Patients and methods

A retrospective study including 112 cases of bilateral congenital choanal atresia, treated at Mansoura University Hospital endoscopically in the period from January 1998 to March 2015. As far as we know, this is the largest study group on transnasal endoscopic choanal atresia repair in literature.

Results

One hundred and twelve infants (87 females, 25 males) were included in the study. Age at operation ranged between 1 day and 28 days (8.75 days in average), and body weight average was 2.76 kg. All patients were diagnosed at birth except 3 infants. In this study, 85 cases were mixed atresia, 25 cases were bony atresia, and only two cases were membranous. In all cases, obliterated choana bone and vomer bone was removed, lateral wall drilling was used in 33 cases. Follow up ranged between 6 months and 18 years (95.6 months in average). The most common complication was restenosis, occurred in 42% (47 cases). Second-look procedure was done in 68 cases. The need for second-look evaluation with stent group was 74.5% (62 out of 83 infants), whereas in non-stent group was 20.6% (6 out of 29 infants).

Conclusion

Endoscopic repair of bilateral choanal atresia is a safe, effective technique with minimal complication.

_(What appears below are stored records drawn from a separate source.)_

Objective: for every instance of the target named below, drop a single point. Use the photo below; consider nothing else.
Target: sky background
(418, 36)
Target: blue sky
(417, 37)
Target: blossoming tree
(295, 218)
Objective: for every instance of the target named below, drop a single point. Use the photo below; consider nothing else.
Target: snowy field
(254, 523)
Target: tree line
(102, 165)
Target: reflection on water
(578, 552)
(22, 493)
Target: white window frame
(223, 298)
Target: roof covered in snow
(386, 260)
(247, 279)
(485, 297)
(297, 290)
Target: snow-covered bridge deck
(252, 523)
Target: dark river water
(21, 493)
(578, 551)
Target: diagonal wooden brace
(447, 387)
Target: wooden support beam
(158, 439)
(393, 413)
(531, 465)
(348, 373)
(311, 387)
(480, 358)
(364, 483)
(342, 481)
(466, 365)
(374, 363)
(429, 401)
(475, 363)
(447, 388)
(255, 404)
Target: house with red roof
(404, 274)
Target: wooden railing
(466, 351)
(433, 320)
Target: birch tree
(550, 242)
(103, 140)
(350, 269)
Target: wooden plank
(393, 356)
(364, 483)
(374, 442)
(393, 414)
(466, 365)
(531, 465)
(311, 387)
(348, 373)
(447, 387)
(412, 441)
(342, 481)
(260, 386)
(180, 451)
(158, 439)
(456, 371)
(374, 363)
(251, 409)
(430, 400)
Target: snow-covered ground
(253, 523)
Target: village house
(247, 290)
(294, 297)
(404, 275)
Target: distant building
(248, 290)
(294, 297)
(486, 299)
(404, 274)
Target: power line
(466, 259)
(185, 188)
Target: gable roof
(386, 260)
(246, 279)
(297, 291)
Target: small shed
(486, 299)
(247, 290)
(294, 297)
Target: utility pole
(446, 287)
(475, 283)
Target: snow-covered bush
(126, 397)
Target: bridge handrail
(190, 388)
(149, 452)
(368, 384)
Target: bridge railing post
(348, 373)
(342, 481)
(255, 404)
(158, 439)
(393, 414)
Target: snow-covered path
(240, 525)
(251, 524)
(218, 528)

Usage of 30 degree sinuscope permits better visualization and higher accessibility for the surgical instruments. Surgically formed wide single neochoana with removal of all intervening tissue surroundings, and good follow up permit higher success rate without stenting. Advanced learning curve permits tailoring the perfect surgery with minimal tissue injury and better outcome. Post-operative choanal dilatation using esophageal dilators under endoscopic examination decrease the need for stenting and second-look evaluation.